There’s nothing better than waking up in the morning and realizing you are not hung-over or in need of a drink to quit shaking. That monkey not hanging on your back is quite liberating!

Slee-

I know I need a sponsor. What’s scary is that this becoming a lifelong commitment. I didn’t sign on for this! :slight_smile:

Anyway, I think the core of your post is essential. I have a very, very dear friend whom will no longer speak to me because while he believes that I have stopped drinking, he claims “I am not doing the work” to get to the bottom of “why” I drink, and that until I do so, he refuses to communicate with me. This makes me extremely sad, he’s been my bastion and friend for a long, long time. Maybe he’s right. He’s into spiritualism and insists that I read Karl Jung and others to “get my head straight”. He’s into a lot of things that I do not understand, so I do not know how to reply to him, even if he’d deign to answer me at this point. I was honestly shocked when he asked me not to call him anymore.

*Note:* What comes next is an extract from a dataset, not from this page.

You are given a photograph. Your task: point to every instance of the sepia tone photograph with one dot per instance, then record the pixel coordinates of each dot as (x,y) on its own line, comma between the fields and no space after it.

Not being hung over is certainly a bonus, although sleeping properly is still a struggle for me. I have never had “the shakes” and I never will. My craving for alcohol has proven to be far more psychological than physical. I could have quit any time I wanted without DT’s or some such, I just never did.

FWIW, I’m proud of you for taking that first step and being open to the future ones.

If you think about drinking or A.A. in those kind of terms, you will likely have problems.

Don’t worry about next year. Don’t worry about next month, week, or even tomorrow. One day at a time is a well known A.A. saying for a reason. Worry about today. Do what you should today and let tomorrow take care of itself.

I am sorry to hear about your friend. I suspect that he has dealt with ‘dry drunks’. Those are folks who quit drinking but haven’t done anything else. Many, if not all, dry drunks continue the same sort of behaviors even though they are not actively drinking. I have known a few. They all seem baffeled as to why their lives have not really changed even though they are not drinking.

The reason is, of course, that they haven’t fixed the problems in their lives and continue doing the same shit that did not work when they were drinking.

Slee

If you’ll excuse me the Hallmark Moment,

LIFE is a lifelong commitment, mister. Do you want to live or do you want to be a ship in a bottle? Every day you stay outside of the bottle and live is a victory. On minute, one hour, one day at a time.

/Hallmark moment

Maybe the “dry drunk” thing is what he’s referring to, although he never called it that. The last conversation I had with him he kept referencing “not doing the work” and “peeling back layers of darkness”. I honestly don’t feel like I have some tortured memories that caused me to drink…it was something I did with all my mates in the Army starting when I was 18, then just became habitual.

Oh I know. I was just messing around. I want to live outside the bottle.

Foie, how are you doing now?

Please keep trying no matter what, and keep talking.

-Sober 31.2 years

FGiE - You might want to look at the “Ask the Amazon Bookseller” thread. Maybe something you can do to make money.

StG

How are you doing? Hope all is well.